Moore and King consider the idea that perception (in all three major sensory systems) divides neatly into what and where processing pathways. This thesis is probably clearest and most defensible for the visual system, where support comes from lesion studies in monkeys, in which impairment of spatial abilities or object identification can be separated, and anatomical studies which show that connections in the visual pathways are fairly strongly segregated. Of course, the auditory system too must analyse both identity and location of stimuli, but it is not clear to what extent these are functionally and anatomically isolated.

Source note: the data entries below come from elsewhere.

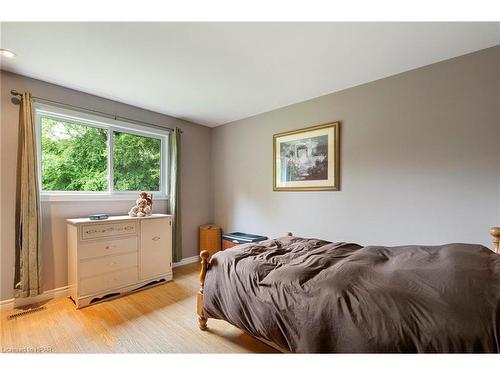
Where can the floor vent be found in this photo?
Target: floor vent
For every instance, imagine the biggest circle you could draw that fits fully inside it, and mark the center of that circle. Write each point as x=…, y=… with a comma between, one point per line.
x=27, y=312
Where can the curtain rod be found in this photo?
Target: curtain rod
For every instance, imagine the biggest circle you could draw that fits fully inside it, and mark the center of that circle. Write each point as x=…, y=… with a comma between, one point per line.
x=92, y=111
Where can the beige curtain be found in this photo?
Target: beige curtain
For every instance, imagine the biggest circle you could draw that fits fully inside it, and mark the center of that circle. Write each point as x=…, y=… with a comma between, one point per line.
x=27, y=280
x=174, y=193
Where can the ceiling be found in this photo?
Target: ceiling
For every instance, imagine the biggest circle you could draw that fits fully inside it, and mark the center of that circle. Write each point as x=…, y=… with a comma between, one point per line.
x=215, y=73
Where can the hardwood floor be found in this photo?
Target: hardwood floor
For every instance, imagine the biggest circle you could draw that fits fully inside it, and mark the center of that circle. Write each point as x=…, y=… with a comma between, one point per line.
x=161, y=319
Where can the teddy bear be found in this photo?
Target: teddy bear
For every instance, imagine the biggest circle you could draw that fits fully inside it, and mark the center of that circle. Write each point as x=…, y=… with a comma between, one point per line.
x=142, y=206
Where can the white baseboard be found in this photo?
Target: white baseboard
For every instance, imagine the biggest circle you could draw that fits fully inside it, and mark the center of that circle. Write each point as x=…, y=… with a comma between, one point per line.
x=9, y=304
x=193, y=259
x=12, y=303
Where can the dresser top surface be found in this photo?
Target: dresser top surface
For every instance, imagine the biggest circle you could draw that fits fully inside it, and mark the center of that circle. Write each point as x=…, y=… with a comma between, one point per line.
x=86, y=220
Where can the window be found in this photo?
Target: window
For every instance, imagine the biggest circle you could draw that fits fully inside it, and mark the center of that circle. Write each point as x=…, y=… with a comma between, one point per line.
x=83, y=155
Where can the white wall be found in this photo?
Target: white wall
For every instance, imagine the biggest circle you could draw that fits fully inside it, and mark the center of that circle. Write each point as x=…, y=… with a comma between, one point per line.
x=196, y=195
x=420, y=161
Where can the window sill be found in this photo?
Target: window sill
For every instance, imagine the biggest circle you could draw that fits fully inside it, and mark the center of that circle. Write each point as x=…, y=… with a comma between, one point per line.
x=44, y=197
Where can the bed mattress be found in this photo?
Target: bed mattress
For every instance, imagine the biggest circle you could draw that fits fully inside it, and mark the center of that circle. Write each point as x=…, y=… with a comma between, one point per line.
x=314, y=296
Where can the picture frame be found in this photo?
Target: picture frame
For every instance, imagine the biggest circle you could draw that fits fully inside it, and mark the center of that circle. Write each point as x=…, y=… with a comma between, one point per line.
x=307, y=159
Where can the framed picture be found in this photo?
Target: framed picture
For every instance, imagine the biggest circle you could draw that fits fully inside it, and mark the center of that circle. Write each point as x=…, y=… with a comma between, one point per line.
x=307, y=159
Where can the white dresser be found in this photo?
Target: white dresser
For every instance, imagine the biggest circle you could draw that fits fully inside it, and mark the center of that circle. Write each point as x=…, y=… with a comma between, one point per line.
x=108, y=258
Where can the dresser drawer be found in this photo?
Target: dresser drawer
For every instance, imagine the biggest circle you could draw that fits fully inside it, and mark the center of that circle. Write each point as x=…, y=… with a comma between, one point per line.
x=90, y=231
x=108, y=281
x=99, y=266
x=92, y=249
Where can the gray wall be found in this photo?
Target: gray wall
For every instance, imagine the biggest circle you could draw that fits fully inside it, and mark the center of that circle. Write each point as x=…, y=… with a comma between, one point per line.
x=196, y=194
x=420, y=161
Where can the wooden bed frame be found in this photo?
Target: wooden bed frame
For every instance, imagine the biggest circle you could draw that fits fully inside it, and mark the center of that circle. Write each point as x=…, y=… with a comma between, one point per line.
x=204, y=255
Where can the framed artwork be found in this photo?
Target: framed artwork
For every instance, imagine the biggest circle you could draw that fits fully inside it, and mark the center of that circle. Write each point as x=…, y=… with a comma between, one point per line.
x=307, y=159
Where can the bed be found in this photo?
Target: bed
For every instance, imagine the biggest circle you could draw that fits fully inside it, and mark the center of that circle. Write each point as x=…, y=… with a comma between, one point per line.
x=312, y=296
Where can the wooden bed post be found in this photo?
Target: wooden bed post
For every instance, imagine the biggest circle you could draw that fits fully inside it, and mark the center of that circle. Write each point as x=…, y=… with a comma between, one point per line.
x=495, y=232
x=202, y=319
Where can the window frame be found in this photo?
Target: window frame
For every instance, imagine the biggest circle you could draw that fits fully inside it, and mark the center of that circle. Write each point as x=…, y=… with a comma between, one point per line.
x=111, y=125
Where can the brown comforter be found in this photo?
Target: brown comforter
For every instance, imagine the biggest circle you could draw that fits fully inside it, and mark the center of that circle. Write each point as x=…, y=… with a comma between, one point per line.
x=308, y=295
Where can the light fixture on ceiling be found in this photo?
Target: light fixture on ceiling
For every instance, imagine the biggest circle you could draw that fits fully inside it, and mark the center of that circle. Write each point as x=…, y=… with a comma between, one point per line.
x=7, y=53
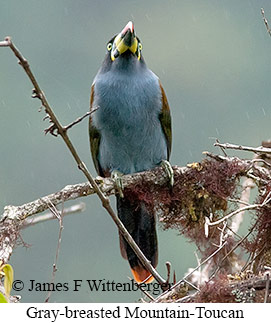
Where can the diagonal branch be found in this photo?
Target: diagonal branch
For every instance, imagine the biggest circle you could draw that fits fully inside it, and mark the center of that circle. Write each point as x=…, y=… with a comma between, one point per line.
x=256, y=150
x=38, y=93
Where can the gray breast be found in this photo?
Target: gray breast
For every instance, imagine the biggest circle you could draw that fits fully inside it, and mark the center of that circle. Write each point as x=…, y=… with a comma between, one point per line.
x=128, y=120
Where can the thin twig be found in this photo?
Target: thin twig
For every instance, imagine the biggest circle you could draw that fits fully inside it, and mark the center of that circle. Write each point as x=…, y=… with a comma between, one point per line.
x=267, y=288
x=38, y=93
x=59, y=216
x=174, y=287
x=266, y=22
x=80, y=207
x=241, y=209
x=69, y=126
x=261, y=150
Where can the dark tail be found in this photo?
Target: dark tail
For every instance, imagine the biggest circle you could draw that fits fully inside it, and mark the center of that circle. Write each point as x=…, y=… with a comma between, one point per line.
x=141, y=225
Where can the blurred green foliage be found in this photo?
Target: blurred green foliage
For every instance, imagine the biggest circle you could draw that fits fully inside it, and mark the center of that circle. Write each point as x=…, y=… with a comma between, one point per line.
x=213, y=58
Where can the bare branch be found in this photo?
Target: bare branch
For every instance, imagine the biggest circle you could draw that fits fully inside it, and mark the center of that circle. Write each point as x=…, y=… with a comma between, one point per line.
x=56, y=126
x=80, y=207
x=266, y=22
x=257, y=150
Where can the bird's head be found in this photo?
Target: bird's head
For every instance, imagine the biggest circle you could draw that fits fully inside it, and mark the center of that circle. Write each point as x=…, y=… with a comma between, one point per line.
x=125, y=44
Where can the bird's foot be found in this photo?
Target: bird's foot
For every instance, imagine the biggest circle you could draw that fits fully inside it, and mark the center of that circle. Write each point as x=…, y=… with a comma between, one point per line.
x=169, y=170
x=117, y=178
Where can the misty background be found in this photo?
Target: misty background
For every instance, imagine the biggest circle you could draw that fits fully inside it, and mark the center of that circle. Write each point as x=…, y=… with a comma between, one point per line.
x=213, y=59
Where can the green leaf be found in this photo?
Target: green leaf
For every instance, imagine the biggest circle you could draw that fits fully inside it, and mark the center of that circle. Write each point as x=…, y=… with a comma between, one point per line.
x=2, y=298
x=8, y=280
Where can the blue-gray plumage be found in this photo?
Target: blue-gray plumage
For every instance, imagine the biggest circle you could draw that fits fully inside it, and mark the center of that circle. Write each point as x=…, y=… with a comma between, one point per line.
x=130, y=132
x=129, y=101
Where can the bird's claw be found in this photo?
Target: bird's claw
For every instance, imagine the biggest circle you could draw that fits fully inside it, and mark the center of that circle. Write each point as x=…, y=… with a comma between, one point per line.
x=169, y=170
x=117, y=178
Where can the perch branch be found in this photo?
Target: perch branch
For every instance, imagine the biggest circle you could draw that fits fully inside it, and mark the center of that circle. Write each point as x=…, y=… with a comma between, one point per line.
x=56, y=126
x=80, y=207
x=266, y=22
x=257, y=150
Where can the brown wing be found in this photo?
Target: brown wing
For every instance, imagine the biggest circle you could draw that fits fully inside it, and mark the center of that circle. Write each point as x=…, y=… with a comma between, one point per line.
x=165, y=120
x=94, y=137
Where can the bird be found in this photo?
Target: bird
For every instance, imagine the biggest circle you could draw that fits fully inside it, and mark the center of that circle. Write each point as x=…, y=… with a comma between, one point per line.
x=130, y=132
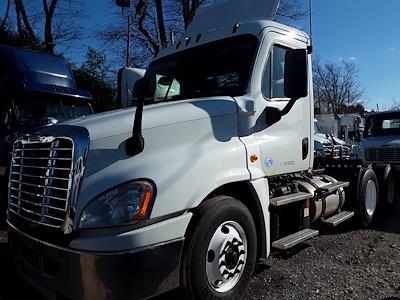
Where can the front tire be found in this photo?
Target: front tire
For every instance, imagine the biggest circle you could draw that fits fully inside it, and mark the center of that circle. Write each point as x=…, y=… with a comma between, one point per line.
x=220, y=255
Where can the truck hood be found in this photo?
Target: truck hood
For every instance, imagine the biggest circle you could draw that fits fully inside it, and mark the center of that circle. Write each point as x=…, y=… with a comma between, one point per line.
x=321, y=138
x=381, y=141
x=120, y=121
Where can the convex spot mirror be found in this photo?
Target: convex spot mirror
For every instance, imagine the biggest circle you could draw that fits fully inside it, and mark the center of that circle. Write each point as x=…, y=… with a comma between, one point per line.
x=296, y=74
x=145, y=87
x=165, y=81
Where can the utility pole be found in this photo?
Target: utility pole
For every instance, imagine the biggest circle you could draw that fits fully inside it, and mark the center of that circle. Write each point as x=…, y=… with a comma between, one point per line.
x=128, y=41
x=126, y=4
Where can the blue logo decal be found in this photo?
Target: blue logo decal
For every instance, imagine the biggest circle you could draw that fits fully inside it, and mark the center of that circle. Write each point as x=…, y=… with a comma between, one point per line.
x=268, y=162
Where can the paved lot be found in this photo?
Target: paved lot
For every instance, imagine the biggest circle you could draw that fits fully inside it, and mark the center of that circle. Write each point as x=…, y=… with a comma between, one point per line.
x=345, y=264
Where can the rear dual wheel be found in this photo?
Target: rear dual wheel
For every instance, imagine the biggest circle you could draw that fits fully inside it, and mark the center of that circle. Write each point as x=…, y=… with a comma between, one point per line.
x=367, y=197
x=220, y=255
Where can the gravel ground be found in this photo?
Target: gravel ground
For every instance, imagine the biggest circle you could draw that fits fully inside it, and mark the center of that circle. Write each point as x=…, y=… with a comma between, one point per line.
x=345, y=264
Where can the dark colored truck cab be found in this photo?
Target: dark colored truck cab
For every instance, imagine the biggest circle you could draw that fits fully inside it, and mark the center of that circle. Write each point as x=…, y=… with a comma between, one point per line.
x=36, y=89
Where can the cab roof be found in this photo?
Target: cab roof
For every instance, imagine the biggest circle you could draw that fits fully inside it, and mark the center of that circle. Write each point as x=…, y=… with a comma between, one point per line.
x=229, y=18
x=24, y=69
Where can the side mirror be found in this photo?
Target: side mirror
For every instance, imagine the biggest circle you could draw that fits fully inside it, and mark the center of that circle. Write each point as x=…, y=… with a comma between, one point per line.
x=296, y=74
x=144, y=87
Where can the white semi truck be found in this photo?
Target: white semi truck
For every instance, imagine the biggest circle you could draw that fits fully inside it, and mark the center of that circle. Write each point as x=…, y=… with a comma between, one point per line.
x=194, y=184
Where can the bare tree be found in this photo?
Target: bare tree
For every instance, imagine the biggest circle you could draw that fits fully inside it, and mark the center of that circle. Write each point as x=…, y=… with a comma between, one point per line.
x=291, y=11
x=336, y=86
x=7, y=13
x=48, y=32
x=25, y=31
x=156, y=21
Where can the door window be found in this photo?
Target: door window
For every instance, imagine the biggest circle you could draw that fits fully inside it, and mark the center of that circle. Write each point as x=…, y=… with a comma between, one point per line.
x=274, y=74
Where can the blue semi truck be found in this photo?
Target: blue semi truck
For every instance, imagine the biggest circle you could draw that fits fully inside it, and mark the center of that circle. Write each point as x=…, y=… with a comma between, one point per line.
x=37, y=89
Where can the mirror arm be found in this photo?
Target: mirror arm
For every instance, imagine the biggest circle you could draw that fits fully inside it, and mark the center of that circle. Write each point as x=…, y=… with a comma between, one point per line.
x=288, y=107
x=135, y=144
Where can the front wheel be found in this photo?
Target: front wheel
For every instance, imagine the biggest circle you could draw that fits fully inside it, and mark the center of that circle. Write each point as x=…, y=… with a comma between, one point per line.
x=221, y=252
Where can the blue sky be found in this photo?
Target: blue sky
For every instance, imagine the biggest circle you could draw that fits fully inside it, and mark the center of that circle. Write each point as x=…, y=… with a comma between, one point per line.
x=366, y=31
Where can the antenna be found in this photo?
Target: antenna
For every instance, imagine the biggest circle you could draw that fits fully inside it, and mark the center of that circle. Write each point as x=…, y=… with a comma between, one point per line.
x=310, y=48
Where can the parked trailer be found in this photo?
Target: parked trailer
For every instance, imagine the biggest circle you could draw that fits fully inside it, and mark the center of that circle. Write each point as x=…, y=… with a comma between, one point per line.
x=210, y=174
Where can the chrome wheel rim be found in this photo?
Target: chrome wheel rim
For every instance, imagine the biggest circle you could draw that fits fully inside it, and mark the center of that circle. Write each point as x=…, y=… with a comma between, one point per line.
x=370, y=197
x=226, y=257
x=390, y=190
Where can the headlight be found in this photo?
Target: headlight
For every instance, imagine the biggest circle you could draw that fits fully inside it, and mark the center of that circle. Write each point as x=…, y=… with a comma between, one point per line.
x=126, y=204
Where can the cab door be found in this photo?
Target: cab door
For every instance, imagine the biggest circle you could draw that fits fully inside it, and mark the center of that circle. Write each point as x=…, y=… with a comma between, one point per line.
x=285, y=143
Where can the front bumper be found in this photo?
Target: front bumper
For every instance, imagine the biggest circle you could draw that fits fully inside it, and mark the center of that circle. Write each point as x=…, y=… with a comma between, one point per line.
x=136, y=274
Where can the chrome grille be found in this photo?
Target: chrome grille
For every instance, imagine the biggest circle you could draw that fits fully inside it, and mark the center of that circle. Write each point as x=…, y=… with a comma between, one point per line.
x=387, y=155
x=40, y=180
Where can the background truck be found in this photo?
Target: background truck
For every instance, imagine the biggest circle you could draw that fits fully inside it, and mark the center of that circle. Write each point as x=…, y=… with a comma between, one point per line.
x=214, y=170
x=380, y=147
x=327, y=145
x=348, y=127
x=37, y=89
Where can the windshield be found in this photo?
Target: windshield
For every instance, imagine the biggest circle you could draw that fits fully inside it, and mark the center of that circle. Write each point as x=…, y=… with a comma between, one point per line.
x=383, y=124
x=220, y=68
x=36, y=110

As discussed above, the initial signals from the two cochleas are conveyed to a complex network of pathways and nuclei in the brainstem and thalamus, where spectral and temporal information is extracted to determine the identity and location (requiring binaural comparison in the brainstem) of the sound source. Romanski et al examined the connectivity of higher auditory cortical areas in macaque monkeys, using a combination of anatomical tracer dyes with electrophysiological recordings. Their results support the ventral/dorsal temporal/parietal what/where processing dichotomy, contributing to functionally distinct regions of the frontal lobe. Further parallelism is evident in the primate auditory cortex, which has three similar primary or primary-like areas, each tonotopically organised and receiving activating inputs directly from the auditory thalamus. The projections from these to 7 or 8 proposed fields seem to provide anatomical support for the beginnings of ventral and dorsal cortical processing streams - they project to largely different portions of the frontal lobe. However, the middle belt area makes connections to the frontal lobe that overlap those of the two putative streams, indicating possible intermediate or additional auditory streams (also analogous to the additional functional streams or 'streams within streams' found in the visual system).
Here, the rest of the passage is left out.